Trump's Methods for Attracting Investments Compared to Mexico
In addition to imposing tariffs of up to 200% on car imports from Mexico, U.S. presidential candidate Donald Trump has another strategy aimed at keeping production and investment within his country: lowering the corporate tax rate (known as ISR here in Mexico). “If Trump wins, one of his promises is to reduce the corporate tax rate from the current 21%, which had already been lowered from 35%, to 15%; this will create even more distortions between our economies, which could lead us to make necessary adjustments in due time,” warned Víctor Manuel Herrera Espinosa, vice president of the National Committee for Economic Studies of the Mexican Institute of Finance Executives (IMEF).
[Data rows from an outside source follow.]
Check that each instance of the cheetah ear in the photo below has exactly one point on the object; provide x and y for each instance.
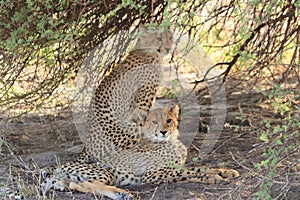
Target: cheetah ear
(175, 110)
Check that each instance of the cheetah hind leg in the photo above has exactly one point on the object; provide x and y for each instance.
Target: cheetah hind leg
(99, 188)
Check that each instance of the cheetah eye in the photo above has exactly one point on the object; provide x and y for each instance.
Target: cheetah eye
(154, 122)
(169, 121)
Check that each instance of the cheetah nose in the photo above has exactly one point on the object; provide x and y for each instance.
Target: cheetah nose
(163, 133)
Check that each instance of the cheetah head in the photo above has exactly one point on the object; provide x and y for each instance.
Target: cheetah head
(159, 40)
(161, 124)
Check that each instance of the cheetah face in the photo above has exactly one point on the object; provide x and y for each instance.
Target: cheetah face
(154, 39)
(161, 124)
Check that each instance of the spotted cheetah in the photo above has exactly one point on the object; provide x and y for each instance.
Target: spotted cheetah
(158, 158)
(123, 99)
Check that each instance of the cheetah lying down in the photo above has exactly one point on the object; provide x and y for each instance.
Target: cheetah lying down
(158, 158)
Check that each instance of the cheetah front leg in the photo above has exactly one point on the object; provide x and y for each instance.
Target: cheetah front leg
(99, 188)
(203, 175)
(88, 178)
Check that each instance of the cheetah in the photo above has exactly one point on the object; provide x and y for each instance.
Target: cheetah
(124, 97)
(158, 158)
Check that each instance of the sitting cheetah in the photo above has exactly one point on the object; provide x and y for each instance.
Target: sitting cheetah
(123, 99)
(158, 158)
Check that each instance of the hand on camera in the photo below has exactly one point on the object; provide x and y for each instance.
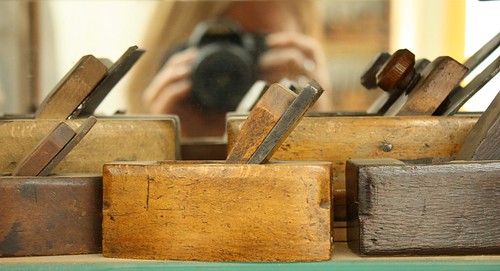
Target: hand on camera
(297, 57)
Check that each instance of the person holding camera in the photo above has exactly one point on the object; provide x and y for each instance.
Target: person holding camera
(216, 50)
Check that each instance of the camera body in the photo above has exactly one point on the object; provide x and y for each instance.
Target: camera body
(227, 63)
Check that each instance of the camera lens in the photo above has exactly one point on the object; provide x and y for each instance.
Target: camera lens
(222, 74)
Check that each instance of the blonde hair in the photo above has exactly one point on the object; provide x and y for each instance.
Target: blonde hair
(172, 23)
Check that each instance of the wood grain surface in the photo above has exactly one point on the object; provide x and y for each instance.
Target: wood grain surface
(337, 139)
(217, 212)
(111, 139)
(423, 209)
(56, 215)
(437, 81)
(72, 90)
(40, 156)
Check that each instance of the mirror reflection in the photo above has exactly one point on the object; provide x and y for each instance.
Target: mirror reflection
(331, 42)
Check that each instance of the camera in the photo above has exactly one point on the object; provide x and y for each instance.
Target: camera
(227, 63)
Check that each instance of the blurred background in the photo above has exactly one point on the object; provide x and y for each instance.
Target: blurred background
(41, 40)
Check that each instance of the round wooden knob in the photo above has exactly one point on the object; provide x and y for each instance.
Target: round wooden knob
(369, 76)
(395, 70)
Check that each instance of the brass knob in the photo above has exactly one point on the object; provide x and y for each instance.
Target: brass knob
(397, 72)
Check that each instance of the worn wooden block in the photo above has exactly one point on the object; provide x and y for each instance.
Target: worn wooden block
(339, 138)
(111, 139)
(212, 211)
(483, 142)
(261, 120)
(72, 90)
(52, 215)
(398, 209)
(439, 78)
(48, 148)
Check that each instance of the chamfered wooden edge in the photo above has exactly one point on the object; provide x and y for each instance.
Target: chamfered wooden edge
(72, 90)
(351, 177)
(81, 132)
(437, 81)
(483, 142)
(324, 147)
(45, 151)
(325, 199)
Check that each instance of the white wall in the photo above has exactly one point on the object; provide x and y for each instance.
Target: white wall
(100, 28)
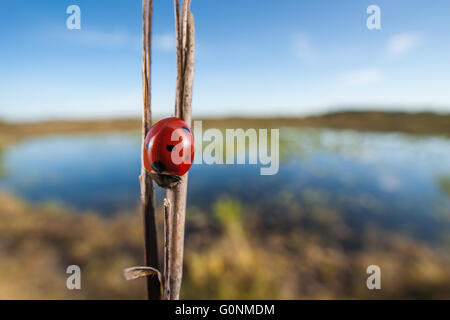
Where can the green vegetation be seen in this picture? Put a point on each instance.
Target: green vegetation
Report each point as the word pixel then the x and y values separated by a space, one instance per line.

Since 1993, the corporate tax rate in the United States has remained at 35%, but it was reduced to 21% in 2018, during Donald Trump's presidency. In Mexico, the corporate income tax rate has been at 30% since 2010, when Felipe Calderón was in power. “I think this is more of a territorial issue; Trump promises to lower the corporate tax rate, which is attractive to those with higher incomes, but what truly impacts is inflation since the taxable base increases with costs,” commented Guillermo Mendieta González from Mendieta y Compañía. If Mexico seeks to compete for investments through corporate taxes, it will face a challenge, as a lower tax rate would mean a decrease in public revenue collection. By 2023, this collection accounted for over 35% of all government income, totaling more than 2.5 trillion pesos out of a total of seven trillion. By the end of August, 1.83 trillion pesos had already been collected. A cut in the ISR rate to counter the U.S. poses a risk to Mexico's fiscal health, keeping in mind the goal of reducing the fiscal deficit from 6% to 3.5% of GDP by 2025, as laid out by President Claudia Sheinbaum, while the Ministry of Finance and Public Credit (SHCP) prepares its next economic package proposal for discussion in Congress before November 15. Last Monday, the president of the Confederation of Industrial Chambers (Concamin), Alejandro Malagón, expressed concerns from the sector regarding the government's goal to reduce the fiscal deficit; “we are worried that this may lead to a decrease in public investment in infrastructure,” which is essential for boosting private investment. While Mexico has a higher tax rate than the United States, it can attract investments due to lower labor and energy costs; however, it faces the challenge of both physical and legal insecurity, Mendieta pointed out. He clarified that this is a matter of competitiveness to activate investment with security and provide clear conditions to foreign investors; “if these conditions are not present, there will be no investment coming in, and therefore, no revenue to collect.”
This analysis highlights the complexity of the economic and fiscal environment. Attracting investments depends not only on tax rates but also on a solid regulatory framework and appropriate security conditions. A country's competitiveness on the global stage requires a balance between fair taxes and robust infrastructure that encourages both foreign and local investment. Thus, decisions regarding taxes not only affect public finances but are crucial for sustained economic development.